Nietzsche and the Nazist Caricature of Superman

Resumo

Resenha crítica publicada no diário carioca Diretrizes, no ano de 1942. O autor resenha o livro Nietzsche, do historiador norte americano Crane Brinton, dando particular atenção ao capítulo VIII: Nietzsche e o Nazismo. A resenha é motivada pela tradução do livro de Brinton para a língua portuguesa, realizada pela Companhia Editora Nacional.

Palavras-chave:
Nietzsche; Crane Brinton; super-homem; nazismo

Abstract

Critical review published in the journal Diretrizes in 1942. The author reviews the book Nietzsche by the American historian Crane Brinton, with particular emphasis on Chapter VIII: "Nietzsche and Nazism". The review is motivated by Brinton's book translation into Portuguese, conducted by Companhia Editora Nacional

Keywords:
Nietzsche; Crane Brinton; superman; nazism

O escritor americano Crane Brinton escreveu um excelente e oportuno estudo sobre Nietzsche, agora traduzido para a nossa língua, em edição da Com. Editora Nacional. Um livro sem ênfases, preocupado em lançar humanos esclarecimentos sobre as ideias nietzschianas e suas relações com o fascismo, sem as sutilezas e os requintes tão habituais aos delirantes e confusos exegetas do criador de "Assim falou Zaratustra".

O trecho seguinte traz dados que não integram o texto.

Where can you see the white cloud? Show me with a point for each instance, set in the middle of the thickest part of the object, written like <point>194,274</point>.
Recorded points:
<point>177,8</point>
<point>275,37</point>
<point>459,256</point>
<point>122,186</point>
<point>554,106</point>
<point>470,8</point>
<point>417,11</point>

Pretende o autor situar a obra do pensador germânico "nas mais gerais correntes de opinião" de nosso tempo, considerando-o simplesmente como político e moralista. Em seu prefácio Crane elucida que, "americano nascido e criado antes da guerra passada, não poderá simpatizar com nazistas, nem, sobretudo, com intelectuais nazistas". Seu livro não é, portanto, um livro neutro, um estudo à margem, coloca-se em posição de combate aberto e desmascarara os arranjos nazistas que tentava fazer do pensamento e das imagens de Nietzsche uma arma e um símbolo da sombria e sanguinária impostura que caiu sobre a Europa. Nunca, na verdade, se pode dizer que Nietzsche é um impostor, sua obra pode nos dar uma falsa interpretação do mundo, uma errada e alucinada crítica dos costumes, a lição de um individualismo anárquico e transcendente, tocado de exaltações proféticas, de estranho dionisismo místico, com o orgulho e a vagabundagem espetacular de Zaratustra. Mas é ainda a arte nietzscheana que nos aproxima desse fabuloso solitário e impede que tumultuosas páginas desapareçam. Hitler, à falta de uma doutrina e de justificações históricas para a sua tática política, recorreu a Nietzsche para pregar e executar o domínio ultrarreacionário e racista sobre os homens. É apenas um nauseabundo e servil instrumento dos magnatas-armamentos e dos policiais da águia prussiana. Nietzsche é um poeta, um não conformista exasperado e doente. Hitler em seu livro medíocre incita-nos a matar judeus, a exaltar a guerra e o saque, a considerar que o problema dominante das nações é o problema da raça. Abrimos o Zaratustra e em meio dos seus poemas a gente nunca deixa de achar belo e inesquecível que o mágico vagabundo exclame: "Eu só poderia acreditar num Deus que soubesse dançar". Zaratustra é muitas vezes um dançarino amável e prega a alegria de viver. Os super-homens de Hitler pregam a alegria de matar, são geralmente mesquinhos, semiloucos, grotescos e sádicos. Falta-lhes aquela preciosa e rara probidade de que falava Zaratustra. O super-homem em Nietzsche é uma criação poética e em Hitler é uma caricatura de Carlitos.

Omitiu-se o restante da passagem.